Character in Arthurian legend

Lohot, also spelt Loholt and other variants, is an Arthurian legend character loosely based on the mysterious figure of Llacheu, one of the sons of King Arthur in the original Welsh Arthurian tradition. Depending on the text, he is either Arthur's legitimate son or an illegitimate one. His story also varies greatly, as does his prominence.

==Variant spellings==
Lohot is spelt in many different ways in the literature, including Goholt, Gloho[u]t, Gloot, Hoot, Loheant, Loheaut, Lohos, Lohoth, Loho[u]s, Lohout, Loholz[e], Lohoz, Lohoot, Lohoth, Lohut, Lohût.

==Legend==
Lohot's story varies greatly, as does his prominence. He appears as the (legitimate son or an illegitimate) son of King Arthur and his wife Queen Guinevere in some early continental romances, first in Chrétien's Erec. In Perlesvaus, the sleeping Lohot is treacherously murdered by Arthur's foster-brother Kay so that the latter can take credit for the slaying of Logrin the giant, and his murder causes Guinevere to die of sorrow.

In Lanzelet, Loüt (Lôût, Lont/Lant) is said to be the most renowned young knight who eventually accompanied Arthur "into a country whence the Bretons still expect both of them evermore" (i.e. Avalon). As son of Arthur named Ilinot (Elinot), he is referenced as Guinevere's deceased son in Garel by Der Pleier, where he has been killed in the service of his beloved who then herself died of grief. As Illinot, he similarly dies in Parzival, where she is named Florie.

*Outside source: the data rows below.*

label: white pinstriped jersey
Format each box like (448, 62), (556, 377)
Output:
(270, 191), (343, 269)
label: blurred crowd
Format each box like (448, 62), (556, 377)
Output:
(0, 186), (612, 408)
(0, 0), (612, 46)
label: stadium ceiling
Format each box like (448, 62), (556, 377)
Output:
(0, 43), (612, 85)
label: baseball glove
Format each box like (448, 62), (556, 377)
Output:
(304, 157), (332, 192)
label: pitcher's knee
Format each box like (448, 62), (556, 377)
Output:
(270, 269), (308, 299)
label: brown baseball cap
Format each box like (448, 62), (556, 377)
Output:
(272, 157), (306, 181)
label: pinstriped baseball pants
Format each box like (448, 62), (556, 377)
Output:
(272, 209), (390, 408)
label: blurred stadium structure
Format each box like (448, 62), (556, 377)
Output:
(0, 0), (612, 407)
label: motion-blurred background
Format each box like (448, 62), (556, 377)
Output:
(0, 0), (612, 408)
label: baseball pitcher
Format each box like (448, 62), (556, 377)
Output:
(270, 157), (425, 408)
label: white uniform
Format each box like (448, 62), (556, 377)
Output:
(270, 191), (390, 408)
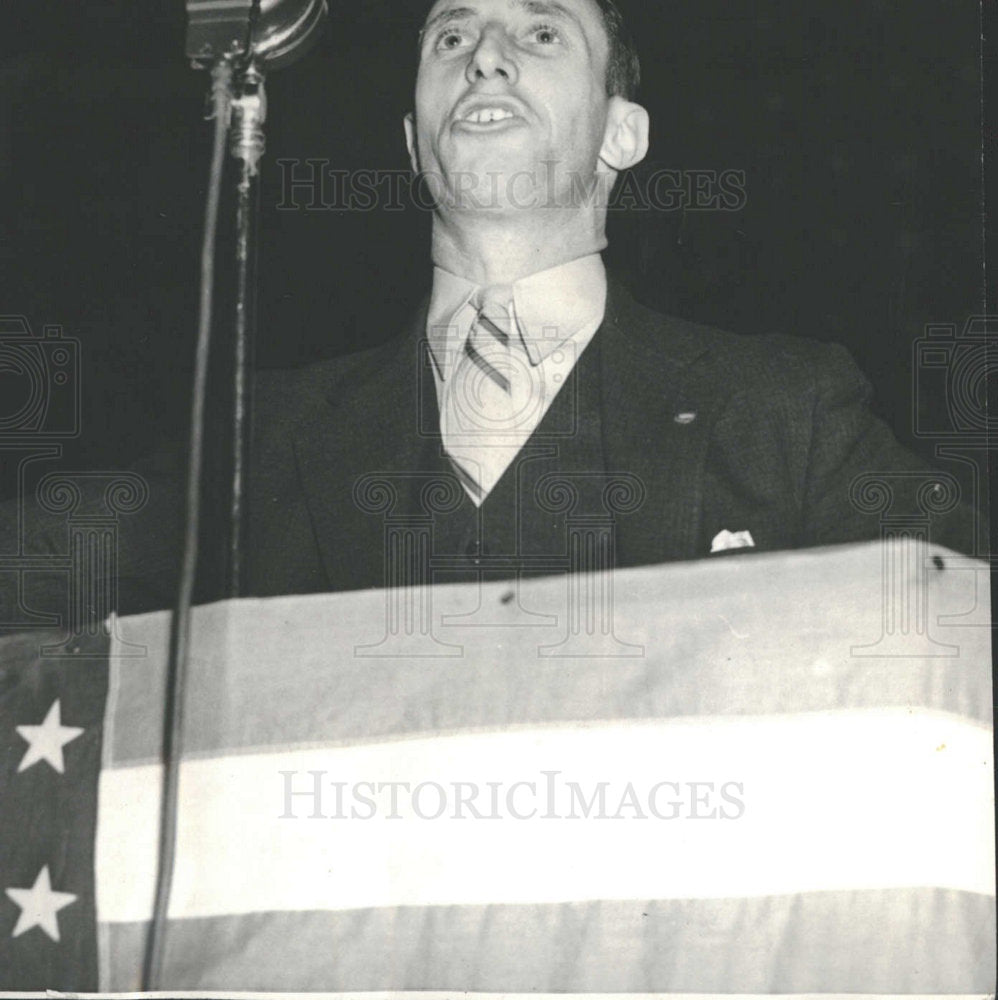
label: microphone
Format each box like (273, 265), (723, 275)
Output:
(186, 0), (329, 70)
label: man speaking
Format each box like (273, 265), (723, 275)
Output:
(0, 0), (973, 612)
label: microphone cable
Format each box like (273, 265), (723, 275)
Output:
(142, 59), (233, 992)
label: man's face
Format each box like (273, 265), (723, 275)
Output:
(407, 0), (609, 208)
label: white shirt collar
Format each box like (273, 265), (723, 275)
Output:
(426, 253), (606, 381)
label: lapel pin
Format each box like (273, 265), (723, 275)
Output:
(710, 531), (755, 553)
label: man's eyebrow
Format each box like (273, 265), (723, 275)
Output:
(514, 0), (579, 23)
(419, 7), (475, 41)
(419, 0), (581, 42)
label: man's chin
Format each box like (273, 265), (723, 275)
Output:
(426, 158), (557, 212)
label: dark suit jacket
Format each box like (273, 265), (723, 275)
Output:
(4, 283), (973, 612)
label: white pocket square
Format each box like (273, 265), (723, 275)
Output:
(710, 530), (755, 554)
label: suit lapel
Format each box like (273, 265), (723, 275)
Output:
(295, 281), (722, 589)
(600, 282), (719, 566)
(295, 304), (432, 590)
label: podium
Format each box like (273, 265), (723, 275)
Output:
(0, 541), (995, 994)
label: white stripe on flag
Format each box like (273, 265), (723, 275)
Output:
(96, 710), (994, 923)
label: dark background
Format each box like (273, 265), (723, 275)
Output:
(0, 0), (983, 488)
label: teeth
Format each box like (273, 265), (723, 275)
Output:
(465, 108), (513, 125)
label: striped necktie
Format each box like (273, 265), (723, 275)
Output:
(441, 286), (542, 505)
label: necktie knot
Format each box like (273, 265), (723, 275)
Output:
(474, 285), (513, 347)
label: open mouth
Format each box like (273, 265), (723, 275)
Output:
(461, 108), (516, 125)
(454, 95), (524, 132)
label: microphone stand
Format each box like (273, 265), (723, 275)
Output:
(225, 60), (267, 597)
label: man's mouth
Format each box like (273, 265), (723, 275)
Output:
(454, 94), (525, 132)
(461, 108), (516, 125)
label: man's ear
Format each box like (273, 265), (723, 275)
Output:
(600, 97), (651, 173)
(403, 111), (419, 174)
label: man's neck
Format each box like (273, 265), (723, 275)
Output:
(433, 213), (607, 286)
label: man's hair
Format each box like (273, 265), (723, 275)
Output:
(596, 0), (641, 101)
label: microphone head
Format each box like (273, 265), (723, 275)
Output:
(253, 0), (329, 69)
(186, 0), (329, 70)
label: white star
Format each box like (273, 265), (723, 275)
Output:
(17, 698), (83, 774)
(7, 865), (76, 941)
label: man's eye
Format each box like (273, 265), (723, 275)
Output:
(437, 29), (465, 49)
(530, 24), (561, 45)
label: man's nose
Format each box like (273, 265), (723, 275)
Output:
(465, 27), (518, 83)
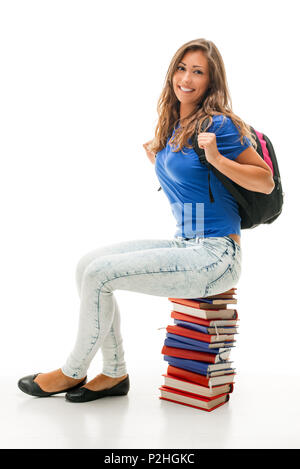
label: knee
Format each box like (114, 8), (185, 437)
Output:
(75, 255), (91, 296)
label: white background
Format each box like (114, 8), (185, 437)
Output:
(0, 0), (300, 448)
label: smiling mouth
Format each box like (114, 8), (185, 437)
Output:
(178, 86), (195, 93)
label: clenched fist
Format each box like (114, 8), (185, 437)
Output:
(143, 140), (155, 164)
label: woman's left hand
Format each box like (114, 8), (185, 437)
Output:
(198, 132), (220, 165)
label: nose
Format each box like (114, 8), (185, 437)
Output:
(181, 71), (192, 88)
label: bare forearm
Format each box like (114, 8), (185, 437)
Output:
(213, 153), (274, 194)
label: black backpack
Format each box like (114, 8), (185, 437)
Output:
(158, 118), (284, 229)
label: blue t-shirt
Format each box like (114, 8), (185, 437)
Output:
(155, 115), (251, 238)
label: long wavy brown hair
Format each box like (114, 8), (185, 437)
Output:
(147, 39), (257, 154)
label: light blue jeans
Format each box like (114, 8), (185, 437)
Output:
(62, 236), (241, 379)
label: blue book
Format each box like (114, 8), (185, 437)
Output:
(164, 355), (234, 376)
(167, 332), (234, 353)
(164, 338), (222, 355)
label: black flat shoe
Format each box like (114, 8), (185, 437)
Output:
(65, 375), (130, 402)
(18, 373), (87, 397)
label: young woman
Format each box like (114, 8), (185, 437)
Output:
(18, 39), (274, 402)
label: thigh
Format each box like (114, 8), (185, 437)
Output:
(76, 239), (178, 294)
(84, 238), (238, 298)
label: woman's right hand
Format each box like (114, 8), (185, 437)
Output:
(143, 140), (155, 164)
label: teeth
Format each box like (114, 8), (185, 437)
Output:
(179, 86), (193, 91)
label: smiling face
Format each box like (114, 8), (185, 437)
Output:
(173, 50), (209, 119)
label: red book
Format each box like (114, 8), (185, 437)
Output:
(161, 345), (230, 363)
(167, 365), (235, 387)
(166, 326), (234, 344)
(171, 311), (238, 327)
(159, 386), (229, 412)
(162, 374), (233, 397)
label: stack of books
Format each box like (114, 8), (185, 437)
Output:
(159, 288), (238, 412)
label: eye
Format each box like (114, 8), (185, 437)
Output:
(177, 65), (203, 75)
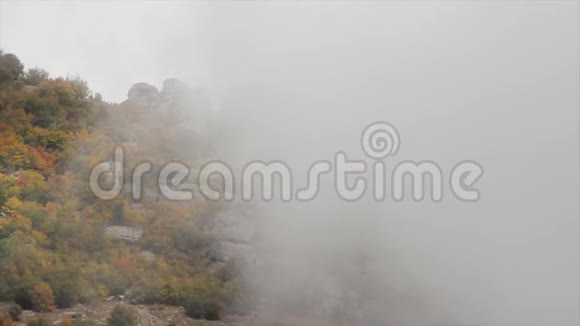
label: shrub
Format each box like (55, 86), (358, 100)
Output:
(0, 315), (14, 326)
(8, 303), (22, 320)
(185, 292), (224, 320)
(108, 305), (138, 326)
(26, 318), (52, 326)
(30, 282), (56, 312)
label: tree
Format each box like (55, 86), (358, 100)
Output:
(30, 282), (56, 312)
(0, 50), (24, 84)
(108, 305), (138, 326)
(22, 67), (49, 86)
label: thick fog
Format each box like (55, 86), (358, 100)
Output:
(0, 1), (580, 326)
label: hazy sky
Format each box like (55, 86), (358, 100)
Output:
(0, 0), (209, 101)
(0, 0), (580, 326)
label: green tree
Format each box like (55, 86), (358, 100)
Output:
(22, 67), (49, 86)
(107, 305), (138, 326)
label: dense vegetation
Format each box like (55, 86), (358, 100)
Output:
(0, 52), (240, 319)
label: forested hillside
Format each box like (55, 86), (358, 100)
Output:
(0, 52), (242, 325)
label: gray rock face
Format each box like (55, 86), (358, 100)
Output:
(212, 205), (256, 264)
(105, 225), (143, 243)
(127, 83), (160, 108)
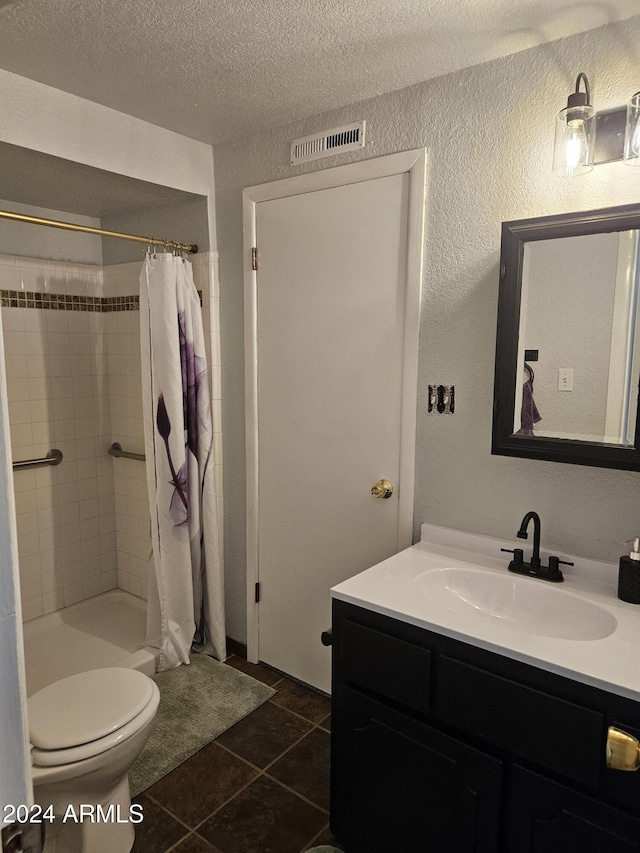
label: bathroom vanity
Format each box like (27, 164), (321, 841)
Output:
(331, 525), (640, 853)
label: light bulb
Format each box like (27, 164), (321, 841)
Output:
(565, 122), (586, 172)
(631, 121), (640, 157)
(553, 104), (595, 178)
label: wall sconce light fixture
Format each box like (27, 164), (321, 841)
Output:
(553, 72), (596, 178)
(553, 72), (640, 177)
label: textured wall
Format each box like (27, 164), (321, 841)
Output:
(0, 200), (102, 265)
(214, 17), (640, 639)
(0, 69), (215, 251)
(521, 234), (619, 441)
(100, 196), (209, 266)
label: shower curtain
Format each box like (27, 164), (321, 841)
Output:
(140, 253), (226, 670)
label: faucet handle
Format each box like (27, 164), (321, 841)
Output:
(549, 556), (574, 577)
(500, 548), (524, 566)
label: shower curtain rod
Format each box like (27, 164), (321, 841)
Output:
(0, 210), (198, 255)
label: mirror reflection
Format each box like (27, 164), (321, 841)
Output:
(512, 230), (640, 446)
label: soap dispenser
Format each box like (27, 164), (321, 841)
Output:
(618, 538), (640, 604)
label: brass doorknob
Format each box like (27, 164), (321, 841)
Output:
(607, 726), (640, 770)
(371, 480), (393, 498)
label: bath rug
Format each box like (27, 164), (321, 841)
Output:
(129, 654), (276, 797)
(307, 844), (344, 853)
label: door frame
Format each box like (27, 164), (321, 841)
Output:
(242, 148), (426, 663)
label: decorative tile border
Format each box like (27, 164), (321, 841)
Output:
(0, 290), (202, 314)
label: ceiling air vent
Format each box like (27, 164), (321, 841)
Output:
(291, 121), (366, 166)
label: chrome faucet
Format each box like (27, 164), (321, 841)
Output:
(500, 512), (573, 583)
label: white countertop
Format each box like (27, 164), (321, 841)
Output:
(331, 524), (640, 701)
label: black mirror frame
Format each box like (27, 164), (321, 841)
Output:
(491, 204), (640, 471)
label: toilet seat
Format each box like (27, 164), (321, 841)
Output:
(28, 667), (160, 767)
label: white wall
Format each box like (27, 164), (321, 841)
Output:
(0, 306), (32, 812)
(214, 17), (640, 640)
(0, 200), (102, 265)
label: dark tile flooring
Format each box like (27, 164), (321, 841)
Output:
(132, 655), (342, 853)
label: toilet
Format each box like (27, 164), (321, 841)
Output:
(27, 667), (160, 853)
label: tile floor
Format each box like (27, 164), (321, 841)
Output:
(132, 655), (342, 853)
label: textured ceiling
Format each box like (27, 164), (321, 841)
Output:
(0, 0), (639, 144)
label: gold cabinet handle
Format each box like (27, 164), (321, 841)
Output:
(371, 480), (393, 498)
(607, 726), (640, 770)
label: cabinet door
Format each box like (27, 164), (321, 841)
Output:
(508, 766), (640, 853)
(331, 687), (502, 853)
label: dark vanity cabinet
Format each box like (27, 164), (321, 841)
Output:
(331, 600), (640, 853)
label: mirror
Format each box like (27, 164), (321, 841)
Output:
(492, 205), (640, 470)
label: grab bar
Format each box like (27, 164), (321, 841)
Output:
(109, 441), (147, 462)
(13, 448), (63, 471)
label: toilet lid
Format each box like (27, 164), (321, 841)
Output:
(27, 667), (153, 749)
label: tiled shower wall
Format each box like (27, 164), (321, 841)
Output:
(0, 253), (222, 620)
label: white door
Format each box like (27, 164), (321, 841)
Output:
(245, 150), (424, 692)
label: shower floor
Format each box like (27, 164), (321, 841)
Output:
(23, 589), (156, 696)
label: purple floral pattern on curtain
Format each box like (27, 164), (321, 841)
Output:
(140, 254), (226, 670)
(156, 311), (207, 527)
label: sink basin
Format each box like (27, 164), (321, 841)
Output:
(414, 567), (618, 640)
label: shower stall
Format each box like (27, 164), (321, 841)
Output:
(0, 205), (222, 694)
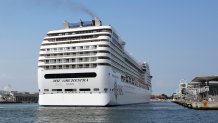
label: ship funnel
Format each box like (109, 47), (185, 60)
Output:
(64, 20), (70, 29)
(94, 17), (102, 26)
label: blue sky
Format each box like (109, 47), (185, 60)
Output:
(0, 0), (218, 95)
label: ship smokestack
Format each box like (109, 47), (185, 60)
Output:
(64, 20), (70, 29)
(94, 17), (102, 26)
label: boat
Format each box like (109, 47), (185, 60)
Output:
(38, 17), (152, 106)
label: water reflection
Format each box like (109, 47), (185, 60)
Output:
(0, 102), (218, 123)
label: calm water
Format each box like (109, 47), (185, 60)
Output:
(0, 102), (218, 123)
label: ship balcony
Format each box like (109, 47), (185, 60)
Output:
(38, 58), (110, 66)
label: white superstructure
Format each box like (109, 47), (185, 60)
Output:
(38, 18), (152, 106)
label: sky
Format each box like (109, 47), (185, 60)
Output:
(0, 0), (218, 95)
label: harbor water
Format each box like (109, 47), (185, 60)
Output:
(0, 102), (218, 123)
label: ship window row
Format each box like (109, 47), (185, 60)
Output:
(47, 29), (112, 36)
(111, 54), (141, 76)
(111, 48), (140, 76)
(43, 64), (97, 70)
(44, 57), (98, 64)
(42, 45), (97, 52)
(113, 32), (119, 40)
(44, 72), (97, 81)
(41, 56), (110, 64)
(47, 34), (111, 42)
(40, 50), (110, 58)
(42, 39), (108, 46)
(42, 88), (110, 93)
(111, 59), (141, 78)
(112, 37), (122, 49)
(42, 63), (111, 70)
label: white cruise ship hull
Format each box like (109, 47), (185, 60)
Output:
(38, 67), (151, 106)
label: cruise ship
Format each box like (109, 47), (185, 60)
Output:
(38, 17), (152, 106)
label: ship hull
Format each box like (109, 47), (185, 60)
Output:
(38, 67), (151, 106)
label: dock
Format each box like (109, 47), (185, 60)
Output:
(172, 76), (218, 110)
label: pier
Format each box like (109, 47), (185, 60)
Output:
(173, 76), (218, 110)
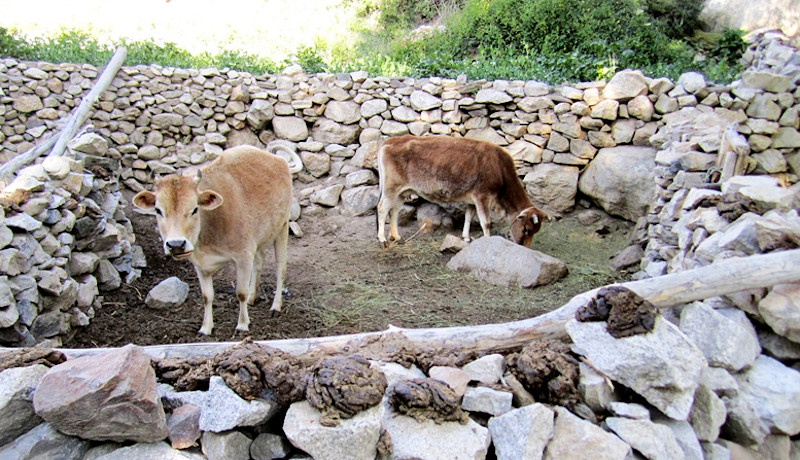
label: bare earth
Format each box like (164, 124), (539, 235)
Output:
(64, 199), (633, 348)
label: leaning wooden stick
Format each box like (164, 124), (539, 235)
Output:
(60, 249), (800, 358)
(0, 47), (128, 185)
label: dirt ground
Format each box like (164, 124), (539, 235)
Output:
(64, 195), (633, 348)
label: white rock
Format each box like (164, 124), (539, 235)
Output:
(544, 406), (632, 460)
(283, 401), (384, 460)
(489, 403), (555, 460)
(566, 316), (708, 420)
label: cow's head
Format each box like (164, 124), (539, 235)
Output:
(510, 207), (547, 248)
(133, 171), (222, 259)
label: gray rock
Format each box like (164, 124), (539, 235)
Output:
(602, 70), (648, 101)
(341, 185), (380, 216)
(0, 364), (47, 446)
(461, 387), (513, 415)
(202, 431), (252, 460)
(566, 316), (708, 420)
(283, 401), (384, 460)
(680, 302), (761, 372)
(247, 99), (275, 130)
(489, 403), (555, 460)
(311, 118), (361, 145)
(689, 385), (728, 442)
(409, 91), (446, 112)
(144, 276), (189, 310)
(544, 406), (632, 460)
(735, 355), (800, 436)
(323, 101), (361, 125)
(380, 410), (491, 460)
(653, 415), (704, 460)
(310, 184), (344, 207)
(200, 376), (279, 433)
(462, 353), (504, 384)
(578, 146), (656, 222)
(360, 99), (389, 118)
(447, 236), (567, 288)
(0, 423), (89, 460)
(522, 163), (580, 213)
(33, 345), (167, 442)
(95, 442), (206, 460)
(758, 284), (800, 342)
(250, 433), (292, 460)
(272, 117), (308, 142)
(605, 417), (684, 460)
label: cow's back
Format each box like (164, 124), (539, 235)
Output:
(198, 146), (292, 250)
(381, 136), (518, 201)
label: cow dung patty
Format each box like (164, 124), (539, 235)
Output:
(213, 338), (308, 406)
(505, 340), (580, 407)
(575, 286), (658, 338)
(387, 378), (469, 424)
(305, 355), (387, 426)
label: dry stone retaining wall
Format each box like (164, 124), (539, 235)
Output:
(0, 29), (800, 459)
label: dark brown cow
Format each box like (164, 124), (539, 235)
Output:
(133, 146), (302, 335)
(378, 136), (546, 247)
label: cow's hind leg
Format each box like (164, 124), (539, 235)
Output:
(461, 205), (474, 243)
(378, 190), (400, 247)
(475, 200), (492, 236)
(234, 256), (255, 332)
(195, 266), (214, 335)
(269, 222), (289, 315)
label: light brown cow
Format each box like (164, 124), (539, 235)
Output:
(133, 146), (302, 335)
(378, 136), (546, 247)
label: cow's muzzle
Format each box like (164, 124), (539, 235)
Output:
(164, 240), (192, 259)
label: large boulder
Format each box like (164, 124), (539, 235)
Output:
(447, 236), (567, 288)
(578, 146), (656, 222)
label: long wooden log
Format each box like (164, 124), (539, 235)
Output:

His background is markedly different in the French cyclical prose tradition. In the Vulgate Cycle's variant Livre d'Artus, Lohot is Arthur's bastard son by Lady Lyzianor, daughter of Earl Sevain, from the tryst magically arranged by Merlin. He dies in a tower fire as a baby while in Guinevere's care. In the mainstream Vulgate Lancelot, Lohot is a son of Arthur and Lisanor. He dies from illness as a young knight, shortly after having been rescued from his captivity in the Dolorous Prison by Lancelot. This is inconsistent with his Perlesvaus-like treacherous death at Kay's hand mentioned in the Vulgate Merlin-Continuation.

Thomas Malory's compilation Le Morte d'Arthur includes his character but in a suppressed version. Le Morte d'Arthur has the Vulgate Lancelot version of Lohot renamed first as Borre (or Bohart) and later as "Boarte le Cure Hardy" ("the Strong Heart"), without any mention of his death. His mother is Dame Lionors (Lyonors), daughter of Earl Sanam.

The Livre de Lancelot del Lac part of Micheau Gonnot's Arthurian Compilation instead suggests that he was the son of the sorceress Camille who abducted and seduced Arthur. The standalone romance Sagramor not only conflates Lisanor's son from the Vulgate with Sagramor but even has him ascend the throne of Britain after the demise of Arthur.

==Modern culture==

- Newman Howard's "A Ballad of Sir Kay" (in Collected Poems, 1913) tells of "Kay's cowardly attack on Lohot, and the consequences of that deed."
- One of the main storylines in Dorothy Roberts' novel Kinsmen of the Grail (1963) follows Gawain trying to discover what happened to Loholt.